The overwhelming majority of Greeks want to keep the euro, but oppose the austerity conditions agreed with the EU and International Monetary Fund. If Greece renounces the bailout, EU leaders say they will pull the plug on funding, leading to rapid bankruptcy and an exit from the single currency.
Leaders of Group of Eight nations on Saturday backed keeping Greece in the euro but signaled it should keep to its bailout terms. "We reaffirm our interest in Greece remaining in the euro zone while respecting its commitments," they said in a communique after a summit at Camp David.
Of four polls published on Saturday, two put SYRIZA ahead and two put the conservative New Democracy party ahead. Three of the four polls showed gaps of less than 1.7 percent of voters separating the two parties.
Greece's election rules give the party that comes first an automatic bonus of 50 seats in the 300 seat house, meaning even the slightest edge could play a decisive role in determining who forms the next government.
Polls since the May 6 election have shown SYRIZA and the two pro-bailout parties all improving their performance at the expense of smaller parties. That means whoever wins this time should be in a stronger position than last time.
SYRIZA's charismatic 37-year-old leader Alexis Tsipras has emerged in the election campaign as a star, catapulting him to the forefront of the anti-bailout campaign. He appeals in particular to the youth in a country where more than half of young people are jobless after five straight years of recession.
He says European leaders are bluffing when they warn Athens could be forced out of the single currency, and Greece can demand far more lenient terms because EU states will be desperate to avoid the cost of breaking up the euro bloc.
"He is a young politician and I believe he is telling the truth," said Nicos Arvanitis, 38, selling pistachios in an Athens shop. "He can get us out of the crisis. I'm not afraid they'll kick us out of the euro. It's political blackmail."

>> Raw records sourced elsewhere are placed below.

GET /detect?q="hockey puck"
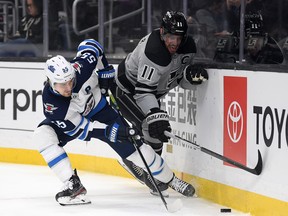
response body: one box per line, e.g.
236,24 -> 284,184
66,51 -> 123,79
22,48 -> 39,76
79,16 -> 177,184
220,208 -> 231,213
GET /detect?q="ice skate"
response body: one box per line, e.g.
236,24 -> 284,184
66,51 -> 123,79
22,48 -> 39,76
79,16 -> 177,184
119,159 -> 169,197
55,169 -> 91,206
169,175 -> 195,197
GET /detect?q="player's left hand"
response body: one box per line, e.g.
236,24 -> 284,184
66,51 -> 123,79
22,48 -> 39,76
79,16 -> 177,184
97,65 -> 115,96
184,64 -> 208,85
105,123 -> 139,143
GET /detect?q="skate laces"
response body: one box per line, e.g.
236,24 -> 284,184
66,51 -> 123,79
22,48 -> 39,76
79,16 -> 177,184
171,176 -> 189,193
132,163 -> 143,176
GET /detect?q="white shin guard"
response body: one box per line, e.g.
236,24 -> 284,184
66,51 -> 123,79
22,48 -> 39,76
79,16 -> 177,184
34,125 -> 74,182
126,144 -> 173,183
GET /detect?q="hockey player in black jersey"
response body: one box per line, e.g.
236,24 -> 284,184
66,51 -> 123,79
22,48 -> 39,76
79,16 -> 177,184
34,39 -> 195,205
115,11 -> 208,197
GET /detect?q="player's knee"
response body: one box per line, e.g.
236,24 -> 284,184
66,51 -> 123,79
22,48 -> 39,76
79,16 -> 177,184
33,125 -> 59,152
127,144 -> 156,167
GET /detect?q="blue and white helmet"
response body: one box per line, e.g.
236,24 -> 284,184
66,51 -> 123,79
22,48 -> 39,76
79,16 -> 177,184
77,39 -> 104,58
45,55 -> 75,89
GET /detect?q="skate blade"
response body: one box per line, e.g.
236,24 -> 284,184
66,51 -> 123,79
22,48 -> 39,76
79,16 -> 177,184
150,190 -> 169,198
57,194 -> 91,206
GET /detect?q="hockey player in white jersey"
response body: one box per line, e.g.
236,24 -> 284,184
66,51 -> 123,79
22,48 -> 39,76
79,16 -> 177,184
34,39 -> 195,205
114,11 -> 208,197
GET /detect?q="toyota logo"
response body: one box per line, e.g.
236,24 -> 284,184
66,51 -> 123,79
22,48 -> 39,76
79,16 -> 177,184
227,101 -> 244,143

New Democracy and the Socialists will be trying to scare voters who deserted the traditional parties into returning to fend off catastrophe, arguing that electing Tsipras would mean the end of Greece's membership of the euro zone.
Greeks have been withdrawing hundreds of millions of euros a day from their banks, a trend which can continue only as long as the European Central Bank is willing to provide Greek banks funding through the Bank of Greece.
A Sunday newspaper, Proto Thema, reported that senior bankers had met at the Bank of Greece last week to discuss measures, including possible limits on withdrawals. A Bank of Greece spokesman denied any such meeting had taken place.
"The Bank of Greece dismisses categorically an article in a Sunday newspaper which refers to an alleged plan to limit withdrawals and capital movements abroad," the bank said in a statement.
Banking experts say imposing limits on withdrawals could be self-defeating, because it might cause a panic.
One of the elements of the bailout is a recapitalization plan to ensure the banks are still solvent and have enough capital to keep borrowing from the ECB. The Frankfurt-based euro zone central bank said last week it had halted direct funding to some Greek lenders because their capital had fallen too low.
New Democracy's Antonis Samaras, who largely ignored Tsipras in the last campaign, has invited him to a televised debate. A spokesman for SYRIZA said the party was open to the idea.
Greeks have bristled at what they see as bossy behavior by European leaders. Newspapers were filled with outrage at news that German Chancellor Angela Merkel had phoned Greek President Karolos Papoulias on Friday and discussed the idea of Greece holding a referendum on its euro zone membership.
Tsipras accused the German chancellor of talking to Greek leaders as if Greece were a German "protectorate". Samaras called the idea "unfortunate to say the least" and said Greeks, who overwhelmingly support the euro, do not need a referendum to demonstrate that.
Berlin denied Merkel had pushed any such proposal on Papoulias. A German journalist who was in a room with Papoulias in Athens and overheard the conversation said the subject of a referendum did come up, but Merkel just seemed to want to hear the Greek president's view, not make a demand.
Interim Greek Prime Minister Panagiotis Pikrammenos said he considered the matter closed.